Friday, November 30, 2012

Vertical Augmentation of the Posterior Mandible

Vertical augmentation of the posterior mandible remains challenging. A variety of approaches have been tried. Among them are:
  • Short Implants
  • Vertical augmentation using block grafts (autogenous,alloplastic as well as xenogenic).
  • Vertical augmentation using tenting screws, and a mixture of autograft and bovine bone mineral covered with a titanium reinforced PTFE membrane barrier.This is quite popular.
  • Vertical augmentation as above but using the implants themselves as tenting screws.
  • Tilted implants where feasible.
  • Transverse placement to avoid the IAN.
  • Nerve repositioning/relocation.
  • Subperiosteal implants if the resorption is down to basal bone. Not commonly used currently due to the high rate of failure and complications, technique sensitivity and lack of validating studies.
Another technique which does not enjoy the popularity it deserves is the interpositional graft. As far as techniques go I would rate it as moderately difficult but the results are phenomenal and complications are few. This has also been popularised by Ole Jensen as the "smile osteotomy" in his book The Osteoperiosteal Flap

Here is an illustration from the book that illustrates the procedure


The case presented below differs in some respects.

  • The interpositional graft used was a FDBA Bone Block from Tata Bone Bank in Mumbai not autogenous bone or particulate graft material..
  • No bone plates were used to stabilise the fragments. In some cases this may be necessary.
The "smile" osteotomy

Mobilising the the fragment vertically. Note that the coronal fragment is still pedicled to the lingual mucosa. The incision in the soft tissue is vestibular rather than crestal. One can use a bur, peizosurgery saw or oscillating saw for this cut..One can easily create a gap of 5 to 6mm or more using this technique. 

Maintaining the gap with a graft: Here we have used a block of FDBA from the Tata Tissue Bank in Mumbai. Alternatively one can use autograft harvested from the chin or ramus , or practically any kind of allograft or xenograft by itself or mixed with autograft. In case of particulate autograft it may be necessary to stabilise the coronal fragment with plates and screws. This may be needed even in case of block grafts if the fragments do not maintain position. 
Three or four months later the graft is on its way to being replaced by the body's own bone and one can see the margins of the osteotomy have been bridged over. The increase in vertical height is evident.
Implants have been placed .

A Classic "Royally" treated
What do you think of this "bed of Nails"?
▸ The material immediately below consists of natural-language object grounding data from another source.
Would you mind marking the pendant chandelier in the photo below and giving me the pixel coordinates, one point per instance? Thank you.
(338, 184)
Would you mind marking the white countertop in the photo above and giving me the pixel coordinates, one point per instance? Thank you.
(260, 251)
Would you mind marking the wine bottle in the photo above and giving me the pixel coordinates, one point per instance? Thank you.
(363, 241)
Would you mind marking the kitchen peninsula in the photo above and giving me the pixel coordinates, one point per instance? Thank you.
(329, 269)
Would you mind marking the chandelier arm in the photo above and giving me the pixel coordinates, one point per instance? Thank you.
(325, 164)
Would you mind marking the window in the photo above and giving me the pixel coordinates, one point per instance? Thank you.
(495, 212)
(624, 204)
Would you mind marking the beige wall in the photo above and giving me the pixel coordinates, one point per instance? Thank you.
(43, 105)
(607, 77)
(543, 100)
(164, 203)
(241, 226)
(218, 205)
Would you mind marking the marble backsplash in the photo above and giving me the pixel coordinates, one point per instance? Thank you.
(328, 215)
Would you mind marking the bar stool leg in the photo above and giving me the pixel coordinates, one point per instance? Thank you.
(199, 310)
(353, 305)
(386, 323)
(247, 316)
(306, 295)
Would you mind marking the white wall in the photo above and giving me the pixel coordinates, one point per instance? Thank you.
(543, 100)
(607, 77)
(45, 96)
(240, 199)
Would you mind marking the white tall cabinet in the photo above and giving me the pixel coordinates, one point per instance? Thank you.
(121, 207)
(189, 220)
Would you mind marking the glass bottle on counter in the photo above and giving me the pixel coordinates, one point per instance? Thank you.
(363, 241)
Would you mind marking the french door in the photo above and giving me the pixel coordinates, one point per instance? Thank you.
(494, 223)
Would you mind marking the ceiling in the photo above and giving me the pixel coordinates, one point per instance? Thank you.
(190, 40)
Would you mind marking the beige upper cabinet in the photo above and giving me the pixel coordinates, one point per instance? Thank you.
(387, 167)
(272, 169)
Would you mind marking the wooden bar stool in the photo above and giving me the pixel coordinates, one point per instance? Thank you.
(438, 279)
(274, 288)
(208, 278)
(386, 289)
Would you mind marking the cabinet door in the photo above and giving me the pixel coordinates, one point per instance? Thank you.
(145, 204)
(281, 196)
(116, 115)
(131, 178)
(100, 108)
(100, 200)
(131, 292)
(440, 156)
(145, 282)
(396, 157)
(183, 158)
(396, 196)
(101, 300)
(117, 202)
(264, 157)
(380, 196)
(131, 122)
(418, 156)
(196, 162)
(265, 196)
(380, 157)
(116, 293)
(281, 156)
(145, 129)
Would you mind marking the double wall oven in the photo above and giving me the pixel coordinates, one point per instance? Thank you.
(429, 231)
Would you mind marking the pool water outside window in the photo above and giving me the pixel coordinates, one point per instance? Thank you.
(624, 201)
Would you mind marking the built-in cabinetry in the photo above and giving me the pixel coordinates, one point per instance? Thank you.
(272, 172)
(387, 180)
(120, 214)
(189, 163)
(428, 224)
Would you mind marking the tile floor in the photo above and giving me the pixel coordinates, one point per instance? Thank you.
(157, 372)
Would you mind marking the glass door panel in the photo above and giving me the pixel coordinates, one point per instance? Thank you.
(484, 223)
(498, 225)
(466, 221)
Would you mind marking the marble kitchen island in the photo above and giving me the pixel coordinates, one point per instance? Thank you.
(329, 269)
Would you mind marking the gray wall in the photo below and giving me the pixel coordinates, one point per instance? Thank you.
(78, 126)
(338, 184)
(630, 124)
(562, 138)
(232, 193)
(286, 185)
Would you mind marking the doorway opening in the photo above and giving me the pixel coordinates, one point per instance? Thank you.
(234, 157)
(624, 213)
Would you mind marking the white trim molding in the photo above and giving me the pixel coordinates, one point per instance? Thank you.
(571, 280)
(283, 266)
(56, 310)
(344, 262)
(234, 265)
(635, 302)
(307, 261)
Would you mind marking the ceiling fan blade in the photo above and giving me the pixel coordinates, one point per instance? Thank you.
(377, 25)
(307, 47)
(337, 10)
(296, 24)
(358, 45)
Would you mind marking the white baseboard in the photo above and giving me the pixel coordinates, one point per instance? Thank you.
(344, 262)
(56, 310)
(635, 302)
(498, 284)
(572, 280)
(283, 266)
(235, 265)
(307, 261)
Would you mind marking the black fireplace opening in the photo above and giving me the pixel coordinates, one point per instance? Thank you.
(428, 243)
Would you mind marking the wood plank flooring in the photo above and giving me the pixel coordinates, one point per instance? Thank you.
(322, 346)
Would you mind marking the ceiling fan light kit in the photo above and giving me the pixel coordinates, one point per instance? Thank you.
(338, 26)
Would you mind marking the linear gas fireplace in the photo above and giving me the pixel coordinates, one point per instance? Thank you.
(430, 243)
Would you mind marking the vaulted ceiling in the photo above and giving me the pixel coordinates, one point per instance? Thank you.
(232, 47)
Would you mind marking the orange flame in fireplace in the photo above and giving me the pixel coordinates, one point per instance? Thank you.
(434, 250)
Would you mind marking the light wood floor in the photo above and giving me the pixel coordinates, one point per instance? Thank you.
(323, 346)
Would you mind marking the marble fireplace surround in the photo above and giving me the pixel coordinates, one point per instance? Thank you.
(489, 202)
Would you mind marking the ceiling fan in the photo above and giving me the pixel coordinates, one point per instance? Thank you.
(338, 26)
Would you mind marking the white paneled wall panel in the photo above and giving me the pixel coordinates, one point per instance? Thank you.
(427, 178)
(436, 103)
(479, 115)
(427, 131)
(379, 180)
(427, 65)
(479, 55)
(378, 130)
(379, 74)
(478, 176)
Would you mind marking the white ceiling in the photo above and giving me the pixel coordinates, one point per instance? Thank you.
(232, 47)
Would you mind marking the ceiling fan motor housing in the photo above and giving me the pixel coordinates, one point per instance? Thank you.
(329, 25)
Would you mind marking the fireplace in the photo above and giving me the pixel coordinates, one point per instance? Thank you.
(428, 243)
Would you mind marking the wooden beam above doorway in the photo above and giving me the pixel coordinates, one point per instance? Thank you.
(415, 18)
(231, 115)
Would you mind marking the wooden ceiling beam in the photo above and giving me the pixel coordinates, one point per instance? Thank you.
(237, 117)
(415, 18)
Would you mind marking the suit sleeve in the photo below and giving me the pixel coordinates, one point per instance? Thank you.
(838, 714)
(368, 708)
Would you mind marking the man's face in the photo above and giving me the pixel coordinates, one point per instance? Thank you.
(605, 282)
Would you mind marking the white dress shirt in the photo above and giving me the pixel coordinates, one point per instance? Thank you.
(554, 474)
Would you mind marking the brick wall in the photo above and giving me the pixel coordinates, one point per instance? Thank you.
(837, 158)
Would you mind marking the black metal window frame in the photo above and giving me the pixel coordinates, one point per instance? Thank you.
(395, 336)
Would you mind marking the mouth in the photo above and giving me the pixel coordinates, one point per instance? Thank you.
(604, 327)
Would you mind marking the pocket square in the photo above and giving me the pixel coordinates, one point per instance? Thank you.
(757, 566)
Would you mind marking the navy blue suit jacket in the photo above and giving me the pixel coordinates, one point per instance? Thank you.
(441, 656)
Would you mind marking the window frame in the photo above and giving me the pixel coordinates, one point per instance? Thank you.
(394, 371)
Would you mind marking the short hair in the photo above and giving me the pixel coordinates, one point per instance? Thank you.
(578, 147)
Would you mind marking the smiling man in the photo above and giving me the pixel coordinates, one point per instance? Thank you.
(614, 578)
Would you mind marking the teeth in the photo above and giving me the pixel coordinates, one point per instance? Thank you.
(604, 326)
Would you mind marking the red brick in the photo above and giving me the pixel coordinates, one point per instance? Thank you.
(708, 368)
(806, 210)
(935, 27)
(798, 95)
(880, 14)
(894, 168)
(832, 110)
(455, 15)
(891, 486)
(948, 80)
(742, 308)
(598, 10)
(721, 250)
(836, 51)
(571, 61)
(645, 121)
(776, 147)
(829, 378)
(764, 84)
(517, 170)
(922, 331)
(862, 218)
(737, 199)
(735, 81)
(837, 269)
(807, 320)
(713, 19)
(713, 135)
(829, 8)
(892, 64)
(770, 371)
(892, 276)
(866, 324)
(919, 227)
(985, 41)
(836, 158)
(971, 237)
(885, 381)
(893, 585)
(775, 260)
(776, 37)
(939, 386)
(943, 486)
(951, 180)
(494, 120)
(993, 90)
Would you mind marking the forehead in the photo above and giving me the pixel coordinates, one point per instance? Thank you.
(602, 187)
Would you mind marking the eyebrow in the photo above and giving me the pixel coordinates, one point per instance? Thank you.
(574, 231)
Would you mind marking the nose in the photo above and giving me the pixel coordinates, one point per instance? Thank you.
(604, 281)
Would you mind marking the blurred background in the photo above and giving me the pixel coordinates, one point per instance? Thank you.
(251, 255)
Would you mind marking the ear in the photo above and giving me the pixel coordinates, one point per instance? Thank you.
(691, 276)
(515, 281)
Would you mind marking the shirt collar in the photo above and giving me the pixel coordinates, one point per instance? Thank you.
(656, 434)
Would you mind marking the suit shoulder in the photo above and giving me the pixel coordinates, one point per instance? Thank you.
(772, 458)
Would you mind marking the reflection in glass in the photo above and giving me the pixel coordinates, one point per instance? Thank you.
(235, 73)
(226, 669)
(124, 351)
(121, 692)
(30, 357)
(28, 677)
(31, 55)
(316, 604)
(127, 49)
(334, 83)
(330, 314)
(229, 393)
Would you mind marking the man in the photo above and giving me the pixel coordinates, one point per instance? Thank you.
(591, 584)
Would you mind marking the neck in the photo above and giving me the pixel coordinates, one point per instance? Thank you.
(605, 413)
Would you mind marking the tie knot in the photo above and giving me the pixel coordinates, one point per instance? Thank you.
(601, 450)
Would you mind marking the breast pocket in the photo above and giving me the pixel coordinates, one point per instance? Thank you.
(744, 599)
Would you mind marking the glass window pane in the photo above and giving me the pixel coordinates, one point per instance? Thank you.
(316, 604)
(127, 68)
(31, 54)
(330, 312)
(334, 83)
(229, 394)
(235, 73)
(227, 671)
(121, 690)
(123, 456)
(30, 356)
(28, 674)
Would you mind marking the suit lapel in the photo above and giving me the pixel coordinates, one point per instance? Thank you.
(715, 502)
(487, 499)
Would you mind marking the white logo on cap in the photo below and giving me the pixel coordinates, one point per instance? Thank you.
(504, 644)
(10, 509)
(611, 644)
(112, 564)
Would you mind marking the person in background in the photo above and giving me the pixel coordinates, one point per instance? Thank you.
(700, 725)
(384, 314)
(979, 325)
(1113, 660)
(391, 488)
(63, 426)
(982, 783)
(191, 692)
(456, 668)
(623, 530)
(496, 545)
Tuesday, November 27, 2012

Christensen pins implant makers !

Upfront as always Gordon Christensen makes a strong point. Follow the link to this article in drbicuspid.com
http://www.drbicuspid.com/index.aspx?sec=sup&sub=rst&pag=dis&itemId=311794&wf=1380

'via Blog this'

Wednesday, November 14, 2012

Is Bruxism a Risk Factor for Dental Implants? A Systematic Review of the Literature

I haven't read the original study but the abstract seems interesting. The authors attempt to answer a question that we all have asked ourselves at some time or another. But we still don't have a useful classification system for Bruxism or Parafunction that allows us to categorise patients in some clinically relevant fashion.....
If someone has access to the original paper I would appreciate if you could mail it to me !
Is Bruxism a Risk Factor for Dental Implants? A Systematic Review of the Literature:

Abstract

Purpose

To systematically review the literature on the role of bruxism as a risk factor for the different complications on dental implant-supported rehabilitations.

Material and Methods

A systematic search in the National Library of Medicine's Medline Database was performed to identify all peer-reviewed papers in the English literature assessing the role of bruxism, as diagnosed with any other diagnostic approach (i.e., clinical assessment, questionnaires, interviews, polysomnography, and electromyography), as a risk factor for biological (i.e., implant failure, implant mobility, and marginal bone loss) or mechanical (i.e., complications or failures of either prefabricated components or laboratory-fabricated suprastructures) complications on dental implant-supported rehabilitations. The selected articles were reviewed according to a structured summary of the articles in relation to four main issues, viz., “P” – patients/problem/population, “I” – intervention, “C” – comparison, and “O” – outcome.

Results

A total of 21 papers were included in the review and split into those assessing biological complications (n = 14) and those reporting mechanical complications (n = 7). In general, the specificity of the literature for bruxism diagnosis and for the study of the bruxism's effects on dental implants was low. From a biological viewpoint, bruxism was not related with implant failures in six papers, while results from the remaining eight studies did not allow drawing conclusions. As for mechanical complications, four of the seven studies yielded a positive relationship with bruxism.

Conclusions

Bruxism is unlikely to be a risk factor for biological complications around dental implants, while there are some suggestions that it may be a risk factor for mechanical complications.